After East Looe Borough Council, which had met in the guildhall, was abolished under the provisions of the Municipal Corporations Act 1883, the building was transferred to a specially formed entity, the East Looe Town Trust, in 1890. The building became the meeting place of Looe Urban District Council, which had jurisdiction over the communities on both sides of the River Looe, when it was formed in 1898. The new council also took over the management of the East Looe Town Trust.

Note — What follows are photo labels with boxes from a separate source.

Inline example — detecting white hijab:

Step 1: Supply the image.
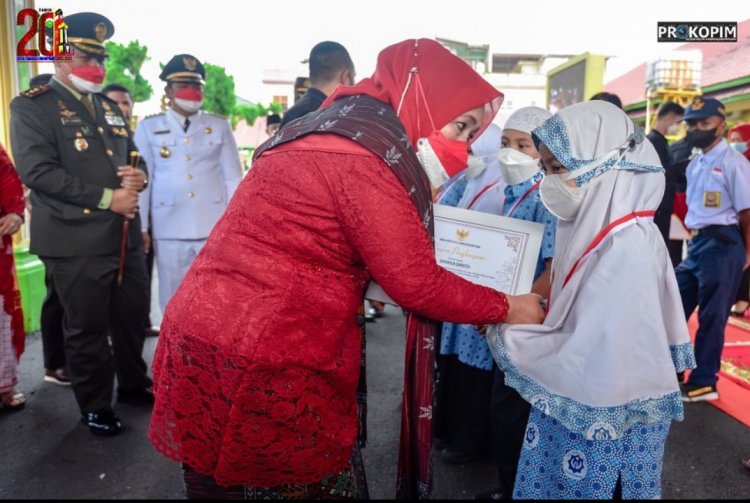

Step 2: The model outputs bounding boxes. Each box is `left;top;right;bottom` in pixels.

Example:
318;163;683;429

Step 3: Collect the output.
457;124;507;215
488;101;695;440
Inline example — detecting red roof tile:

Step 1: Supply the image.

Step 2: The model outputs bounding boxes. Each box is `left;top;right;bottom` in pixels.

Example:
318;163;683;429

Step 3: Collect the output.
604;19;750;105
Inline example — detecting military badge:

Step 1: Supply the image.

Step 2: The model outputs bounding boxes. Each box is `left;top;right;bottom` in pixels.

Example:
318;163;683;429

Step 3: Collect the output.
73;138;89;152
104;111;125;126
703;190;721;208
94;23;107;42
182;56;198;72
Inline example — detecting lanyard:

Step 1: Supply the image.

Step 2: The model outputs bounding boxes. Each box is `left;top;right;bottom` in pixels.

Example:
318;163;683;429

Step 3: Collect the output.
466;182;498;210
506;180;542;217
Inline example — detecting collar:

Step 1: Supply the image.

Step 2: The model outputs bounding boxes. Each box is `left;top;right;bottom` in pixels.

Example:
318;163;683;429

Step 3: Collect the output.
305;87;328;103
167;108;202;127
698;139;729;164
52;75;83;101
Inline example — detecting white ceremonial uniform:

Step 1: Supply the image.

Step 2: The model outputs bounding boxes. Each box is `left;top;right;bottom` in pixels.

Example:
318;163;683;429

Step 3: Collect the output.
135;109;242;311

The guildhall continued to serve as the headquarters of the urban district council for much of the 20th century, but ceased to be the local seat of government after the enlarged Caradon District Council was formed in 1974. However, the building continued to operate as a community events venue and also became an approved location for weddings and civil partnership ceremonies. Work to restore the stained glass windows in the great hall was undertaken in spring 2018, and the building was used as a filming location for the BBC series, Beyond Paradise, which was first broadcast in February 2023.

Works of art in the guildhall include a painting by John Robertson Reid depicting the arrest of a smuggler in West Looe, and a painting by David Wilkie Wynfield depicting Oliver Cromwell's First Appearance in Parliament.